7. Ginseng produces flowers in late May to June. The species has a mixed mating system (both self- and cross-pollination) (Carpenter and Cottam 1982; Schlessman 1985). Plants have been observed to be cross-pollinated by bees and flies in the families Halictidae and Syrphidae, respectively (Carpenter and Cottam 1982; Lewis and Zenger 1983; Schlessman 1985). The male (anthers) and female (stigma) parts of flowers are reported to mature at different times to allow cross-pollination to occur (Small and Catling 1999). Several field studies have shown that, in the wild, more flowers are produced than actually develop fruit, and seed production is much lower than its potential.
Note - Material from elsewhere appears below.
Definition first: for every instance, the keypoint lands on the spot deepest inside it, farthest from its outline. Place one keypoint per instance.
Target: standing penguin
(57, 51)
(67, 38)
8. Although fruit maturity is variable across and within geographical regions (McGraw et al. 2005), green fruits first appear in July and August and reach maturity in the autumn, when they turn red (Anderson et al. 2002; McGraw et al. 2005). The berry-like fruit is typically two-seeded (Carpenter and Cottam 1982; Lewis and Zenger 1983; Anderson et al. 1984 and 1993; Dunwiddie and Anderson 1999), although three-seeded fruit is not uncommon (Schlessman 1985; Anderson et al. 2002). Dispersal is usually passive, and typically fruit fall within 2 m (6.5 ft) of parent plants (Lewis and Zenger 1983; Anderson et al. 1993; Cruse-Sanders and Hamrick 2004a; Van der Voot 2005).

9. Germination of seeds usually occurs 18–20 months after dispersal (Lewis and Zenger 1982; Anderson et al. 1993; Hackney and McGraw 2001). Although it may not be significant in number of seeds (Anderson et al. 1984; Lewis 1988; Charron and Gagnon 1991), ginseng is reported to form a short-term seed bank of 5 years or less (Lewis 1988; Anderson et al. 2002; Van der Voot 2005).

Field studies show that seeds of ginseng fruits (regardless of color) planted at the recommended depth of 2 cm (ca. 1 in) in soil have a germination rate 8 times greater than seed scattered on the soil surface or naturally dispersed by plants (McGraw 2003a). Planting seeds from harvested plants significantly contributes to population growth and the long-term survival of ginseng (McGraw 2003b; Van der Voot 2005; Farrington 2006). Moreover, seeds from red fruit germinate at nearly 3 times the rate of seeds from green fruits (McGraw et al. 2005).